Six Months and Now What
Writing not so much because of the timing, but to break out of doldrums hopefully… However, coincidence or not, 6 months ago today it was.
One week into 2009, I’m finding it to be not very fine. That’s an overstatement, but it rhymed. November & December are extremely busy at my work. Throw in the holidays and my worrying about how all that would go, some football, and it made for relatively quick days and weeks. And our Christmas went very well, as I mentioned before (and provided video proof).
Maybe I was so consumed and consumered with making sure we had a good Christmas, or that I was at least prepared if things were rough, that I didn’t give any thought at all to what the New Year would be like. Or maybe it’s just natural as things slow down to also feel a little more down. I’m typically bored in January anyway. Or maybe it’s just there’s nothing really that I’m looking forward to until I’m not sure when. Jack’s birthday in June, I guess.
Whatever the reason, combination of all of it probably, I’m finding the routine of returning to normal not so fun. Guess the first week back to school for everyone is a bit like that too, as the time of sleeping in and doing whatever is hard to leave. It will improve.
Random bits:
- I’m going to eventually have to cook. It’s not even the fact that I don’t really ever have much interest in cooking that’s holding me back. More that it seems the final straw toward accepting what’s going on, which I don’t really want to do.

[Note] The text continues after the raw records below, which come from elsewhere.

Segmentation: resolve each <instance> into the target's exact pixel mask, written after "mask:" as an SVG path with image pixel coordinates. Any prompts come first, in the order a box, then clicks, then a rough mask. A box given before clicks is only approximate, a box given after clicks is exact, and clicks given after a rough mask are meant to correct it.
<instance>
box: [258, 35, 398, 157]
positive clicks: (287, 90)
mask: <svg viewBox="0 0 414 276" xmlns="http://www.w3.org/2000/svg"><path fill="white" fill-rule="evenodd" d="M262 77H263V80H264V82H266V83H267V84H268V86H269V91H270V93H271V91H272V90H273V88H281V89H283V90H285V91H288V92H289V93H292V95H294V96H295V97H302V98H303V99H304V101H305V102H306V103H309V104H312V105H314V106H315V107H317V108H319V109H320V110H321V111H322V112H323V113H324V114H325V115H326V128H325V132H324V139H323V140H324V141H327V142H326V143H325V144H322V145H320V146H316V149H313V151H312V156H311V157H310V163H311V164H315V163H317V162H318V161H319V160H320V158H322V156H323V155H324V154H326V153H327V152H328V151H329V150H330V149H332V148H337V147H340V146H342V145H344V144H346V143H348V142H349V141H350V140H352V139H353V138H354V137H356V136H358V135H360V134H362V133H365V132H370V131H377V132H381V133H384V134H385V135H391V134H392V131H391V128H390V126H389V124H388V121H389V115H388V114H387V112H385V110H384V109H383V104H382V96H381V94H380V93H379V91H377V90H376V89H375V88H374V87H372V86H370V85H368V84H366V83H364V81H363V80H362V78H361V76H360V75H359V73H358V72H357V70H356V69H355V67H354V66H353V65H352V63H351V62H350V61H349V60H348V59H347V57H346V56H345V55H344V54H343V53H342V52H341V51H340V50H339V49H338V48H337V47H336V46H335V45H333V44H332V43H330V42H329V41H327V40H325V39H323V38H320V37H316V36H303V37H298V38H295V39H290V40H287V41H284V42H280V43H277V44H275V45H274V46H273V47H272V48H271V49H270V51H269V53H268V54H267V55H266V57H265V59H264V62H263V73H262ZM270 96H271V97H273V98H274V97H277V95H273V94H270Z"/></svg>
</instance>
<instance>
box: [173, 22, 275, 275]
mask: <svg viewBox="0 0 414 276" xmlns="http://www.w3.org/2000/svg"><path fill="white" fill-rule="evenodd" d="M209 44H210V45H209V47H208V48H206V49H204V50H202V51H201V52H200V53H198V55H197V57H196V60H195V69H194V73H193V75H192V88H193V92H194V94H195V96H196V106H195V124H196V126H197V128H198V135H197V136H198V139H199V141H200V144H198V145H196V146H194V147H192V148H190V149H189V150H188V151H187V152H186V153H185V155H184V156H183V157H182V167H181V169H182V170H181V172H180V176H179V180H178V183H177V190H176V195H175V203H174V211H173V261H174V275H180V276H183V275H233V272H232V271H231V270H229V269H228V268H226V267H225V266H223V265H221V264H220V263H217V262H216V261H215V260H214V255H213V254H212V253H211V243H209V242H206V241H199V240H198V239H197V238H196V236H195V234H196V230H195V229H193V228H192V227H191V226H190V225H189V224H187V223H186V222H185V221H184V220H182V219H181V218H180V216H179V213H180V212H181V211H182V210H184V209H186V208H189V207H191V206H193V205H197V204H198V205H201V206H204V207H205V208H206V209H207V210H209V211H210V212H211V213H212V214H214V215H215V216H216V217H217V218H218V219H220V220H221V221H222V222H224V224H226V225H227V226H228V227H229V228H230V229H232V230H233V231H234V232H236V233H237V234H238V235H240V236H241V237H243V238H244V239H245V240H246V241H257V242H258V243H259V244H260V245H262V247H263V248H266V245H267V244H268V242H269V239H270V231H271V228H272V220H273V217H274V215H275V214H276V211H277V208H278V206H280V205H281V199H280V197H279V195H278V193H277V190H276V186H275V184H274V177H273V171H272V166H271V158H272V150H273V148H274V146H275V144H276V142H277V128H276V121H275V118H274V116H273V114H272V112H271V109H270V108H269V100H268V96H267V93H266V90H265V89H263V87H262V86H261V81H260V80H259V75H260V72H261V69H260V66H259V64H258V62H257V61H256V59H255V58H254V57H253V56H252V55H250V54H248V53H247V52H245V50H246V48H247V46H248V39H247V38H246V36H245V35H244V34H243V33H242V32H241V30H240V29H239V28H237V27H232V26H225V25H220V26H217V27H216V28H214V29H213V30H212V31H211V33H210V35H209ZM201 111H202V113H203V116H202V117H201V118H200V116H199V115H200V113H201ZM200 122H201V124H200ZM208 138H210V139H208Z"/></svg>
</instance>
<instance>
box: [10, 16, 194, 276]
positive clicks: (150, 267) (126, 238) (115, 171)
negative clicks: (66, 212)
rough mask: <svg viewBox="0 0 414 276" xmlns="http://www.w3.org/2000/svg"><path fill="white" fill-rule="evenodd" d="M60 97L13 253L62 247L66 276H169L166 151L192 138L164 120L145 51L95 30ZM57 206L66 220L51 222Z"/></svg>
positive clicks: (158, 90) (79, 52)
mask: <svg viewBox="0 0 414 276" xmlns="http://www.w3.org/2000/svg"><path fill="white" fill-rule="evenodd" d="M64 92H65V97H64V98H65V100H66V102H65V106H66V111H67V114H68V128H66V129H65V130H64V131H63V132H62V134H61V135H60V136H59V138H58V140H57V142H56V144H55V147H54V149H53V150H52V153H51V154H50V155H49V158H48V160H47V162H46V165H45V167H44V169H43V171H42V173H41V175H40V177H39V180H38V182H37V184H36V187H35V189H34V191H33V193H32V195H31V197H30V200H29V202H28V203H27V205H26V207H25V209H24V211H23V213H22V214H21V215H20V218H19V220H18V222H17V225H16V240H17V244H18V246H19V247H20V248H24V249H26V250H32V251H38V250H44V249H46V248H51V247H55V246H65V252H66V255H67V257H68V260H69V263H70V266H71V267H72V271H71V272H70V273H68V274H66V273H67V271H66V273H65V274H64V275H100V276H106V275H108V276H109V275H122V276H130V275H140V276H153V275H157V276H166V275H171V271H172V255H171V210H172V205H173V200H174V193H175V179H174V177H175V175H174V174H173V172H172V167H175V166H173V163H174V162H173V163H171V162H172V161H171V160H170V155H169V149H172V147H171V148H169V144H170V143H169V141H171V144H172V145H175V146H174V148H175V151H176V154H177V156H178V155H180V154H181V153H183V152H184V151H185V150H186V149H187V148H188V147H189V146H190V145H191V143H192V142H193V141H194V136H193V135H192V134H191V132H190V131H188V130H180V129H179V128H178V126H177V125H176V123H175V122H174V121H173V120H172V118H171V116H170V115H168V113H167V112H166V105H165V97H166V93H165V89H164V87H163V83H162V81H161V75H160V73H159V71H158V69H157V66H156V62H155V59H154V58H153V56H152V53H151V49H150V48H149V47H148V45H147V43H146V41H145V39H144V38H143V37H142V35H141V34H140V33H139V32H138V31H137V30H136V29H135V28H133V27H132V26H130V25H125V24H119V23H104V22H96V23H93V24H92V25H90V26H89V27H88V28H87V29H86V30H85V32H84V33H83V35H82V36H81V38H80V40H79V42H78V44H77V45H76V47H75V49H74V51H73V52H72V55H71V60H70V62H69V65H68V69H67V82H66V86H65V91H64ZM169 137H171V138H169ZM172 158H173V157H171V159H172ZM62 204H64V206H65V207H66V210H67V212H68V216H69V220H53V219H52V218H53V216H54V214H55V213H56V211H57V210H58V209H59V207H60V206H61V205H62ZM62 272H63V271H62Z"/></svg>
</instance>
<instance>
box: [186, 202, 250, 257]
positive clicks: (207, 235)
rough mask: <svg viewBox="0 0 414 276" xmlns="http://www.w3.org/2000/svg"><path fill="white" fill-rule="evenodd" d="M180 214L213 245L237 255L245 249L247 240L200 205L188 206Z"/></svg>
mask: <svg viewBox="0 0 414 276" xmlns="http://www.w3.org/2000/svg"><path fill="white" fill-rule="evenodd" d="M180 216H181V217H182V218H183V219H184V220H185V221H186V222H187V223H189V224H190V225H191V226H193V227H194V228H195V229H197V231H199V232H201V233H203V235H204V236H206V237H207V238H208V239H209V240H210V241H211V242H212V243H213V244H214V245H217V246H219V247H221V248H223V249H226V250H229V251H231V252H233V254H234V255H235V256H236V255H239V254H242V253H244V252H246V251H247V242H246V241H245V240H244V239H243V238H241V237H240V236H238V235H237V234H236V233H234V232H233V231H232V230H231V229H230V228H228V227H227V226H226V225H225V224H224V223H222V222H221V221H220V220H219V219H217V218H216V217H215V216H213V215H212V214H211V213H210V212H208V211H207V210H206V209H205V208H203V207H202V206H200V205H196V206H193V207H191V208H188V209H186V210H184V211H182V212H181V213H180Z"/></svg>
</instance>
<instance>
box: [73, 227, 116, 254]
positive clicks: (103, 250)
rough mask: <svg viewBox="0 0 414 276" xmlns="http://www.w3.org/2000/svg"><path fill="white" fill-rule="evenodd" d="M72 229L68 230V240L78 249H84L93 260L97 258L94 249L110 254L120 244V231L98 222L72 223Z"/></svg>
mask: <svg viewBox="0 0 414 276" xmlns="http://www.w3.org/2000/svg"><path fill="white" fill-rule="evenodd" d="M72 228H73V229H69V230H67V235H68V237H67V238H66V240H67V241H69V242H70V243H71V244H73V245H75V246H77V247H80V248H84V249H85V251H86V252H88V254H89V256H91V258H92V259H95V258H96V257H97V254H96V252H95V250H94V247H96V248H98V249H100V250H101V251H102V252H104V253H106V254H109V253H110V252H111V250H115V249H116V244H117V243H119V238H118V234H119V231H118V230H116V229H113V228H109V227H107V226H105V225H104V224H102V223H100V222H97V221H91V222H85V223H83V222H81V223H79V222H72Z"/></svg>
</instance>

- I’m going to eventually have to figure out what to do with my wedding ring. Even if I quit wearing it, what do I do with it then? I have a safe deposit box, but what would I be saving it for? I wish I’d have thought of placing it with Sarah, but doubt I would have done it at the time. That’s where I wish it was now though.
- Sort of connected, I’m thankful for the things that did get placed with Sarah… all of them, but especially the scarf with the kids’ pictures and the camera. And the people that made all of that happen, including the clothing and hair. I tried to think of every detail possible for the party (services), but missed everything on that. I knew they had her taken care of, but just never could manage the time to come up with things I’d have liked her to have. Am glad others did.
- I wish I could remember more of her services. My mom asked if I had any interest in videoing it, both for me and the kids. She didn’t think I would, I didn’t, and I still think I’m glad we didn’t, but I still wish I could remember more about it… who all was there, people I spoke to, what was said, and what I said.
- I’m relatively close to having her memorial stone finalized. Made significant progress on remaining details while I was in San Antonio. I have, though, encountered a snag with the cemetery. I’m fairly confident we’ll find a way past that, though, if for no other reason than I’ll be obnoxious and belligerent if it truly becomes a problem.
- Despite repeatedly telling myself I don’t need a new car, I keep looking at new cars. Continuation of my regression to a teenager where buying junk will make me feel better is a rationalization for purchase. Sarah & I had said we were going to buy a hybrid next. Luckily, regression hasn’t made me blind to how much those damned things cost.
- It seems we’re going to finally have direct deposit at work. Holy 1990s.